Potem na tył mojego auta najechał inny samochód i była stłuczka. Wtedy przyszła mi do głowy myśl, że gdybym hak zostawiła, to może auto mniej by ucierpiało. Z drugiej strony przy silnym uderzeniu, hak może narobić sporo problemów naruszając płytę podłogi.
Zaczęłam mieć wątpliwości, czy potrzebnie zdjęłam ten hak. Co lepsze? Nie wiem.
Jednak gdybym dziś miała podejmować decyzję, zostawiłabym hak.
Innym argumentem przemawiającym za tym jest to, że większość aut z lat dziewięćdziesiątych (pewnie i wcześniejszych) miały zamontowane haki. Była tak moda? Potrzeba? Może warto było zostawić i nie demontować, skoro to znak czasów? Czy znak czasów? Tego na pewno nie wiem. Hak można zawsze ponownie założyć, nie wyrzuciłam go. To przynajmniej dobra decyzja.
Gąbką także wyklejono podłogę w bagażniku. To kolejna decyzja, z której jestem niezadowolona.
Nie przemyślałam tego, ani też nie zdawałam sobie sprawy jak ciężko będzie takiej gąbki się pozbyć.
Z tego też powodu nie było zdecydowanego sprzeciwu z mojej strony, gdy w warsztacie padła taka propozycja. Gąbka miała wygłuszyć auto, a bagażnik miał wyglądać ładniej.
Jaki efekt?
Gąbka, jak się okazało jest bardzo nietrwała i podatna na zadrapania. Raczej się nie nadaje do takiego zastosowania. Rwie się przy czyszczeniu czy odkurzaniu i nie wiadomo jak ją sprzątać. Ciężko z niej wyczyścić plamy, które powstały po tym jak w myjni na tę gąbkę położono nie do końca wyczyszczoną i wysuszoną wykładzinę bagażnika poplamioną olejem.
Zatem?
Dziś nie położyłabym takiej gąbki.
Pośród decyzji, z których nie do końca jestem zadowolona były i te fajne.
Cieszę się na przykład, że zdecydowałam o użyciu konserwacji podwozia podobnej do fabrycznej. Jest nieco droższa, ale lepiej wygląda.
Fajnie, że wybrałam w kolorze szarym. Taki był oryginalnie kolor podwozia. Chociaż w warsztacie sugerowano kolor czarny, ja zdecydowałam o kolorze szarym i uważam, że dobrze zrobiłam.
Kolejna sprawa to wybór konserwacji do profili zamkniętych. Mogłam to pozostawić do decyzji w warsztacie, ale jednak wolałam sama czegoś poszukać. Już od dłuższego czasu miałam na pewien preparat oko i go znalazłam. Wybór konserwacji do profili zamkniętych był dobrą decyzją. Jestem bardzo zadowolona, że sama znalazłam taki fajny preparat. Decyzja super.

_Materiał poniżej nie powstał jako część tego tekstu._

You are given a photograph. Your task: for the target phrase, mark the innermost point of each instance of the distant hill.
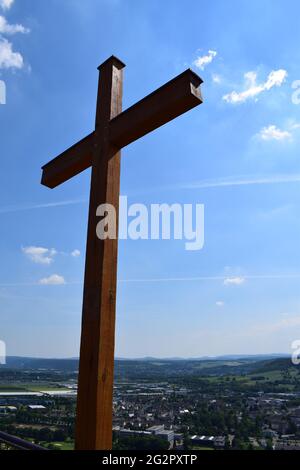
(153, 367)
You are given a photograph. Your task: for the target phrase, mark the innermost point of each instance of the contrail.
(203, 184)
(242, 181)
(28, 207)
(172, 279)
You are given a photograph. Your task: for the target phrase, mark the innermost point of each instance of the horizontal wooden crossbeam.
(69, 163)
(168, 102)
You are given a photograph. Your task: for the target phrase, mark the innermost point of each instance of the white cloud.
(75, 253)
(6, 4)
(242, 180)
(275, 78)
(6, 28)
(9, 58)
(274, 133)
(54, 280)
(234, 281)
(202, 61)
(282, 324)
(40, 255)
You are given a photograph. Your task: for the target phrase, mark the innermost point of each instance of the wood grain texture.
(114, 129)
(95, 385)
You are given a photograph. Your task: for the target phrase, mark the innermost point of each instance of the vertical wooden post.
(95, 382)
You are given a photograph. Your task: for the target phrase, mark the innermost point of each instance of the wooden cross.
(101, 150)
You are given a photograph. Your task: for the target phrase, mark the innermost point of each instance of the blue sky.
(237, 154)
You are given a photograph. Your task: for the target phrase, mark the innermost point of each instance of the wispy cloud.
(40, 255)
(6, 28)
(246, 180)
(272, 132)
(47, 205)
(290, 321)
(222, 279)
(54, 280)
(234, 281)
(6, 4)
(252, 89)
(9, 58)
(202, 61)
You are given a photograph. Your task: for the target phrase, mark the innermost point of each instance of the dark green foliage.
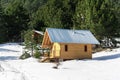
(25, 55)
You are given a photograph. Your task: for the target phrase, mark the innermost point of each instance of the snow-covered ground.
(105, 65)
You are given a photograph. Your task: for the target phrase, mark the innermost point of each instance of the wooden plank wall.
(76, 51)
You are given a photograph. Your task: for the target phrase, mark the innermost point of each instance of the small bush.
(25, 55)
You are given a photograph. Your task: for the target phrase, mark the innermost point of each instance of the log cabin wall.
(76, 51)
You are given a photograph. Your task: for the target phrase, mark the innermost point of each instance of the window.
(66, 47)
(85, 48)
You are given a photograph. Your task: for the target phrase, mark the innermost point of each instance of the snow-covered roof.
(71, 36)
(39, 32)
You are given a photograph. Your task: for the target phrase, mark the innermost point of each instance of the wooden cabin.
(69, 44)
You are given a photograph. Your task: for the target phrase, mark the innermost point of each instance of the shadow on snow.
(109, 57)
(4, 50)
(3, 58)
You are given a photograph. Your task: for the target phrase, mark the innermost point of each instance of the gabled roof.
(71, 36)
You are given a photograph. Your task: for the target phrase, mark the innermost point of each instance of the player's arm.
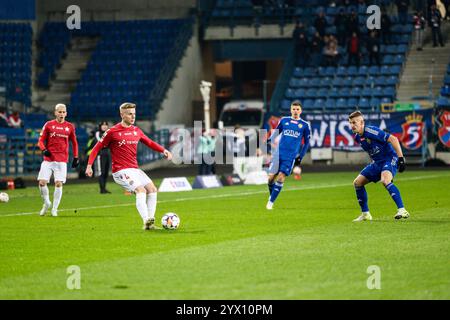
(305, 146)
(73, 139)
(398, 149)
(276, 131)
(155, 146)
(42, 141)
(103, 143)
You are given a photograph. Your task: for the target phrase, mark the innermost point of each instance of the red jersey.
(55, 138)
(123, 143)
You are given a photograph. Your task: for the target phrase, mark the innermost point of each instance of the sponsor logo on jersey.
(412, 136)
(291, 133)
(444, 130)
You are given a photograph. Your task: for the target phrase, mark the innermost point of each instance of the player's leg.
(370, 173)
(44, 176)
(129, 179)
(151, 205)
(285, 170)
(271, 182)
(273, 172)
(60, 174)
(386, 179)
(361, 194)
(57, 195)
(141, 203)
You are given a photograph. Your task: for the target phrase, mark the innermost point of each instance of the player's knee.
(140, 190)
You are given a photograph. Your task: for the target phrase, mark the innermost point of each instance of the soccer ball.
(4, 197)
(297, 170)
(170, 221)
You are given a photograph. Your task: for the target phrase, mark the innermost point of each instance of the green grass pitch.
(229, 246)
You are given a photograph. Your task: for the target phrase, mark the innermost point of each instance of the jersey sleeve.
(103, 143)
(43, 137)
(150, 143)
(376, 134)
(276, 131)
(73, 139)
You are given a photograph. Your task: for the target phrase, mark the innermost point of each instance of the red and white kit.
(123, 141)
(55, 138)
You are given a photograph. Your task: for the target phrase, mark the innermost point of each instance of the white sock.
(141, 205)
(151, 204)
(44, 193)
(57, 197)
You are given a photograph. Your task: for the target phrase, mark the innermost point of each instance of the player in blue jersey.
(385, 151)
(289, 151)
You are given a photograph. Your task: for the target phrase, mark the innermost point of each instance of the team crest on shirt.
(412, 136)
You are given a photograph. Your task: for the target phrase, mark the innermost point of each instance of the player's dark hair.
(355, 114)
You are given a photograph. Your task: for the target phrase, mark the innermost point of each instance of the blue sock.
(361, 195)
(395, 194)
(270, 185)
(276, 191)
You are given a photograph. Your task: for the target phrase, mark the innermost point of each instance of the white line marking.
(227, 195)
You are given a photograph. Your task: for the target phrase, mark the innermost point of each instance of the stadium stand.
(133, 61)
(344, 87)
(15, 61)
(444, 99)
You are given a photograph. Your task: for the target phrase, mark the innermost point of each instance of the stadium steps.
(416, 76)
(66, 77)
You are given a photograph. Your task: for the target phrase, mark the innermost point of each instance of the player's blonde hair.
(60, 105)
(355, 114)
(126, 105)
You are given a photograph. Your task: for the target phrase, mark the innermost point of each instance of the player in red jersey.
(54, 143)
(122, 139)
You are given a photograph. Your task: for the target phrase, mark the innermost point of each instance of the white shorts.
(58, 169)
(131, 178)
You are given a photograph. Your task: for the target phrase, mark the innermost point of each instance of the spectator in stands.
(373, 47)
(419, 27)
(402, 11)
(435, 24)
(321, 23)
(353, 50)
(340, 22)
(316, 48)
(14, 120)
(385, 31)
(331, 54)
(301, 50)
(4, 122)
(352, 24)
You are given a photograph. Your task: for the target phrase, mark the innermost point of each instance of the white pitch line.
(227, 195)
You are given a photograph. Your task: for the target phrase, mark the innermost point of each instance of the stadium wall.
(177, 107)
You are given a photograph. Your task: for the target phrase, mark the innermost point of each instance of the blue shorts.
(373, 171)
(281, 165)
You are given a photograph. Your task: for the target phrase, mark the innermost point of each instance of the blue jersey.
(375, 142)
(292, 132)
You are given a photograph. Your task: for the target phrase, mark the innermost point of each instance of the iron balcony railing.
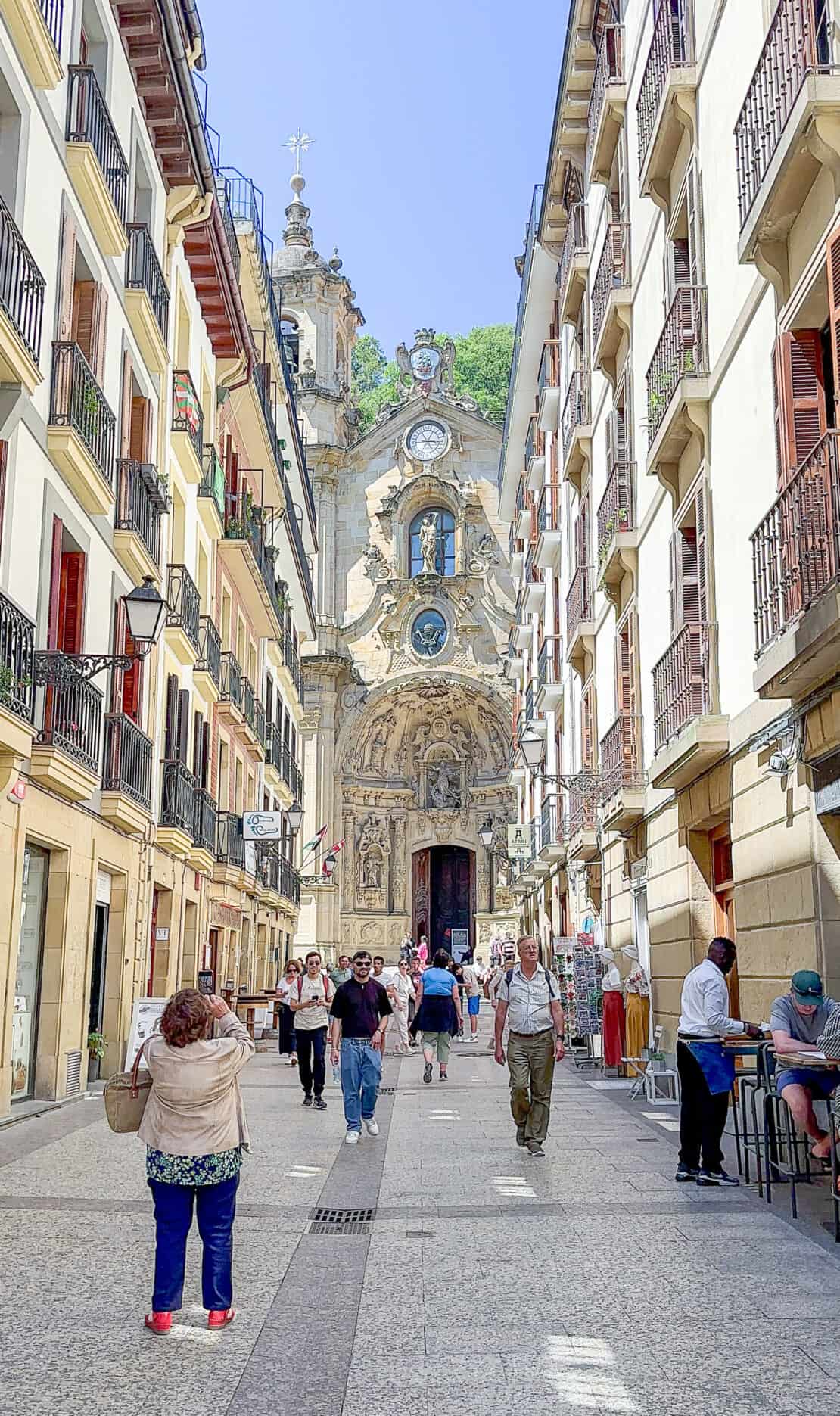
(209, 658)
(188, 415)
(621, 757)
(682, 353)
(17, 660)
(230, 845)
(177, 798)
(232, 680)
(138, 507)
(614, 272)
(73, 711)
(617, 507)
(78, 403)
(796, 546)
(213, 479)
(672, 47)
(580, 601)
(683, 681)
(88, 120)
(609, 68)
(143, 272)
(128, 759)
(574, 244)
(22, 284)
(185, 603)
(204, 820)
(577, 408)
(799, 43)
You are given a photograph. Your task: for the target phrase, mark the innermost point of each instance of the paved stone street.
(489, 1282)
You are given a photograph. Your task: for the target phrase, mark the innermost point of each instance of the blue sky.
(432, 126)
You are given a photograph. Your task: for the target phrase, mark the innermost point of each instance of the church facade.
(409, 715)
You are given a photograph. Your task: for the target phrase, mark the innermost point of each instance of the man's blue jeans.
(362, 1072)
(216, 1207)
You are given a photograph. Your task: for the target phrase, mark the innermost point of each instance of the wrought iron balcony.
(22, 286)
(128, 759)
(143, 274)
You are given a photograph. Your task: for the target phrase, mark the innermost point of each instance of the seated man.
(798, 1021)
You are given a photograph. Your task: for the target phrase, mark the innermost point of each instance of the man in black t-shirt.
(359, 1020)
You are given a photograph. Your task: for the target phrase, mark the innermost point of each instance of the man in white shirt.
(705, 1020)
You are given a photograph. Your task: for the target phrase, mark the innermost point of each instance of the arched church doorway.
(443, 898)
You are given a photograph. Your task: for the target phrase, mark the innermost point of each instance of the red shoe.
(220, 1317)
(159, 1323)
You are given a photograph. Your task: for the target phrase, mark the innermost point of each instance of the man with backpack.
(309, 1003)
(527, 1000)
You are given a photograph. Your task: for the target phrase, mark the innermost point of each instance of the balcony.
(81, 432)
(245, 556)
(22, 307)
(17, 647)
(580, 619)
(66, 755)
(36, 30)
(141, 503)
(97, 163)
(667, 98)
(617, 530)
(534, 458)
(188, 427)
(607, 104)
(796, 580)
(549, 526)
(786, 133)
(207, 669)
(689, 735)
(204, 832)
(177, 809)
(126, 773)
(583, 817)
(574, 265)
(549, 387)
(575, 425)
(185, 615)
(146, 299)
(550, 674)
(612, 299)
(677, 385)
(211, 493)
(622, 776)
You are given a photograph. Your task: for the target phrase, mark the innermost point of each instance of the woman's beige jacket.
(196, 1106)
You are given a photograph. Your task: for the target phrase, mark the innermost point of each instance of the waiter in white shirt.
(706, 1071)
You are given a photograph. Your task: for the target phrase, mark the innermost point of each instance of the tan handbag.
(126, 1097)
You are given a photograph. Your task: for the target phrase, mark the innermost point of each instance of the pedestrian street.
(486, 1281)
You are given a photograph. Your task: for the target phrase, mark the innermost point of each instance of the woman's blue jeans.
(216, 1207)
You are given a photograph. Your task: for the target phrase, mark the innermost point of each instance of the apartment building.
(145, 437)
(669, 471)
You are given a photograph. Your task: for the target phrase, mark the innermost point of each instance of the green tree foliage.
(482, 370)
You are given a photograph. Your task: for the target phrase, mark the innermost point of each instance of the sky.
(431, 123)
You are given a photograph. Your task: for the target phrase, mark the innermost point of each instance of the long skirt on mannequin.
(638, 1021)
(612, 1029)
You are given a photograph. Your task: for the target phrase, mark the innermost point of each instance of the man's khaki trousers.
(530, 1060)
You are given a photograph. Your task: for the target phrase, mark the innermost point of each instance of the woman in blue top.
(438, 1013)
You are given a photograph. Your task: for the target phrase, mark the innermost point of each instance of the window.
(432, 528)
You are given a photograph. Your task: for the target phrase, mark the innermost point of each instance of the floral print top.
(193, 1170)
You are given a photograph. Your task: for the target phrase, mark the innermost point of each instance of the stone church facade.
(409, 713)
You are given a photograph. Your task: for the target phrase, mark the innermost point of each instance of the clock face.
(424, 363)
(428, 633)
(427, 440)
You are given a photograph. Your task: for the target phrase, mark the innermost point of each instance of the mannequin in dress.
(612, 1030)
(638, 1006)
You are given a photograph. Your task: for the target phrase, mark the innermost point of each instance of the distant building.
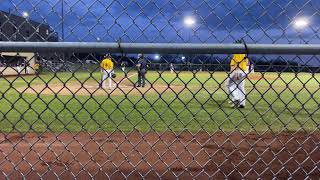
(17, 28)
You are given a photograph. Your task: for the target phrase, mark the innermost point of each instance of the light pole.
(62, 19)
(299, 24)
(157, 57)
(189, 22)
(25, 14)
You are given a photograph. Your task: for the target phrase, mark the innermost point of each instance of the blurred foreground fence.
(58, 121)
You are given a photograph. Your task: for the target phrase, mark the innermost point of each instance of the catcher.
(236, 79)
(142, 70)
(107, 71)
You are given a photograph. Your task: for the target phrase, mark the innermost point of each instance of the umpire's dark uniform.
(142, 70)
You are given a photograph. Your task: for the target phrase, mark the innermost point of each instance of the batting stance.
(107, 71)
(142, 70)
(236, 80)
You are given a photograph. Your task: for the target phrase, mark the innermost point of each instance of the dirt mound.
(116, 155)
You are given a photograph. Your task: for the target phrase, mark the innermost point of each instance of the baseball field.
(180, 125)
(170, 102)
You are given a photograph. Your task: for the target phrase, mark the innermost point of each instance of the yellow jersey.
(239, 61)
(107, 64)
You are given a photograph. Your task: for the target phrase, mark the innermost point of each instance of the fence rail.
(163, 48)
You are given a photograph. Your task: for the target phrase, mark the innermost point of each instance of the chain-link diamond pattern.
(60, 120)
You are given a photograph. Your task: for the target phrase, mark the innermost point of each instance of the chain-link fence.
(165, 103)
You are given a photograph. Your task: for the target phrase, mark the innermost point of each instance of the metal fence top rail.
(163, 48)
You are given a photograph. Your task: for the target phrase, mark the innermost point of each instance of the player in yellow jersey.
(236, 79)
(107, 71)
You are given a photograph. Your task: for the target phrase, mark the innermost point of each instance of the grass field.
(276, 102)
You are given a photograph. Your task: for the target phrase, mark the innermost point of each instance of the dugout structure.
(13, 63)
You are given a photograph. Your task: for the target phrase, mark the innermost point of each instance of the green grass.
(277, 102)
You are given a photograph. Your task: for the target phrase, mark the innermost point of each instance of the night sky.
(257, 21)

Parę słów odnośnie zastosowania konserwacji Mike Sander’s
Cieszę się, że nie zdecydowałam się na demontaż spojlera, jak mi sugerowano. Uważam, że ze spojlerem auto ładniej wygląda. Miało go od początku i niech tak zostanie. Bardzo mi się podoba spojler na klapie i to urokliwe światełko stopu na nim. Bardzo dobra decyzja.
Nie podjęłam także decyzji o wygłuszeniu maski gąbką. Byłby to kolejny fragment auta wyklejony. Tego już nie chciałam i maska została z oryginalnym wygłuszeniem. Trochę starym, ale uważam, że jest to o wiele lepsze, niż wyklejenie maski. To dobra decyzja.
Nie chciałam także wygłuszenia pod kanapę. Byłoby za dużo gąbki i kanapa mogłaby być źle osadzona. Uznałam, że pod siedzenia niczego dodatkowego nie potrzeba. Przyklejono kawałek folii aluminiowej. Uważam, że to było niepotrzebne, ale nie przeszkadza.
No i jeszcze jedna ważna decyzja – nie wyrzuciłam części. Już parę miesięcy po remoncie przydał się siłownik drzwi i sięgnęłam do moich zapasów. Uważam, że części nie należy wyrzucać pochopnie.
Stare części do auta… nie wyrzucaj pochopnie…
Trochę się ze mnie podśmiewali, że busem przyjechałam pozabierać swoje graty ;)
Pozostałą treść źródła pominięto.